Un ángulo que merece ser considerado es el del perfeccionismo. Esa inercia de algunos individuos no suele ser una buena práctica. Los humanos no son perfectos, por el contrario, son esencialmente imperfectos. Para las personas de fe quizás Dios podría alcanzar ese umbral, pero no los mortales que están inexorablemente dotados de virtudes y vicios, de magníficos valores y de inaceptables falencias.
Es difícil imaginar los motivos por los cuales alguien bien intencionado rechazaría un desenlace subóptimo, que no es excelente, siendo que su realidad hoy es deplorable. Es decir, prefiere, aparentemente, seguir peor que adelantar pocos pasos.

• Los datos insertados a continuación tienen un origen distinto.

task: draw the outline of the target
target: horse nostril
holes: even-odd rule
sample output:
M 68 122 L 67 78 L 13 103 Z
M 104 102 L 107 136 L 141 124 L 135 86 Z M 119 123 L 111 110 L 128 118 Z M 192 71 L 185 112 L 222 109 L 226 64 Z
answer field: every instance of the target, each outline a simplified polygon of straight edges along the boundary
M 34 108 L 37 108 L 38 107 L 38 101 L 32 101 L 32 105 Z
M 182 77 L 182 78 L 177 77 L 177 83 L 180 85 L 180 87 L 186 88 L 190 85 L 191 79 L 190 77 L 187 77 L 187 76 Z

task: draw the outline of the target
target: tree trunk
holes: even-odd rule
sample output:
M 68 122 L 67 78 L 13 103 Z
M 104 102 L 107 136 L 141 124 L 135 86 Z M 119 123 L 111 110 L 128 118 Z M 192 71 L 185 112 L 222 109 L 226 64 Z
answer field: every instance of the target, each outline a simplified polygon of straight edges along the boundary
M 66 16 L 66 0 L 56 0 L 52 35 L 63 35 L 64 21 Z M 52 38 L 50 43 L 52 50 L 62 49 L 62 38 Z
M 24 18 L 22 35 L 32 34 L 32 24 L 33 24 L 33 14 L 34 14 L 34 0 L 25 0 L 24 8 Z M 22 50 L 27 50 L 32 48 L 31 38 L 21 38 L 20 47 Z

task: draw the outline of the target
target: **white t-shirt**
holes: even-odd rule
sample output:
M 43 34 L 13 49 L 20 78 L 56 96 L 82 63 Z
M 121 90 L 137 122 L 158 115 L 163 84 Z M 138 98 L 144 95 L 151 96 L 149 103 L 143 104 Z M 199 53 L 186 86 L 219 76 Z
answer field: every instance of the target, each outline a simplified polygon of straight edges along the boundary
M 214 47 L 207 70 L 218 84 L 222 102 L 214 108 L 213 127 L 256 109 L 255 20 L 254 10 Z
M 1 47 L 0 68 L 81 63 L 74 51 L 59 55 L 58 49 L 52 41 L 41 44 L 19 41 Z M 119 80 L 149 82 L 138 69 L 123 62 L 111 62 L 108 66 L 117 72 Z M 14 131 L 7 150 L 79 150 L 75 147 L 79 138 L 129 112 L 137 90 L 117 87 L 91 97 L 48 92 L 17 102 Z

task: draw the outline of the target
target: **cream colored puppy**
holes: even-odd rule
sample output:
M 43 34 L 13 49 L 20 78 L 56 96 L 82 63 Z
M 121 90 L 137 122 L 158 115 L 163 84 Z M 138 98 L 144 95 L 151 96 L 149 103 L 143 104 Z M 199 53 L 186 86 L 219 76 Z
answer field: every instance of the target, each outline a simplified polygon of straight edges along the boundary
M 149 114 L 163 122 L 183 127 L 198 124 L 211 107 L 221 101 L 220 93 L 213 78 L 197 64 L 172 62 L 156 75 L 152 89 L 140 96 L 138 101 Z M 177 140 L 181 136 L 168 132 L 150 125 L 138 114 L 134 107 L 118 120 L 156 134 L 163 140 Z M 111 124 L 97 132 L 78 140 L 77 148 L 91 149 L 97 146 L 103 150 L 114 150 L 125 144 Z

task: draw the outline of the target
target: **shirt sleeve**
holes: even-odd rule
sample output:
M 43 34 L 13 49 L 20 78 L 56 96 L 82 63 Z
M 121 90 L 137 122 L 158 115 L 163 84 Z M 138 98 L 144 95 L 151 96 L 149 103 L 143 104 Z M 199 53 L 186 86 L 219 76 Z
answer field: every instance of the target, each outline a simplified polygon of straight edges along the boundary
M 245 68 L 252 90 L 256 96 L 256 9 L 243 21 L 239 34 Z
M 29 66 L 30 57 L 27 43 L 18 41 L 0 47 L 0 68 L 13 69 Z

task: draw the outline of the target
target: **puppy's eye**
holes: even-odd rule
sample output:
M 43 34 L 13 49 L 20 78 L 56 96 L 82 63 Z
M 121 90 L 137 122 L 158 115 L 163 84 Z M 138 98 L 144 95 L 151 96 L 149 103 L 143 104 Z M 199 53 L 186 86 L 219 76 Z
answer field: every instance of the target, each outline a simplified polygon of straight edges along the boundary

Parece un capricho, un berrinche. O el máximo o nada. O lo perfecto o a seguir como hasta hoy. Cuesta comprender semejante nivel de disparate intelectual. Terminar coincidiendo con delincuentes e inmorales, quedar del mismo lado, debería ser suficientemente orientador.
Si se adhiere a la visión de los que antes hacían todo mal, tal vez sea esa una señal inconfundible de que no se está obrando con astucia. Ese síntoma, por sí mismo, debería ser suficiente para convertirse en una alarma muy potente.
Algunos, con gran arrogancia, dicen que no acuerdan con lo de ahora por una cuestión de convicciones. Entienden que, a pesar de las buenas propuestas, las formas utilizadas no son las adecuadas, o en el articulado de una norma se omitió algo que, a su juicio, debería incluirse y entonces aborrecen de todo sólo por un asunto, tal vez importante, pero no central.
Se esconden muchas veces en ese rechazo lo estrictamente personal. Confundir ideas con personas no es ni inteligente ni apropiado. Una visión de un amigo puede ser una catástrofe. La simpatía personal no debería impedir detectar yerros. A la inversa alguien a quien se evalúa negativamente por lo que fuera no está equivocado automáticamente sólo porque resulta antipático por vaya a saber qué incidente previo.
Hay que cuidarse de no transformarse en alguien visceral e irracional. Eso puede hacer que los juicios propios se constituyan en una secuencia de errores no forzados y de injusticias que perjudiquen las chances del progreso. Es posible que sea imperfecto, pero tal vez es la mejor oportunidad disponible.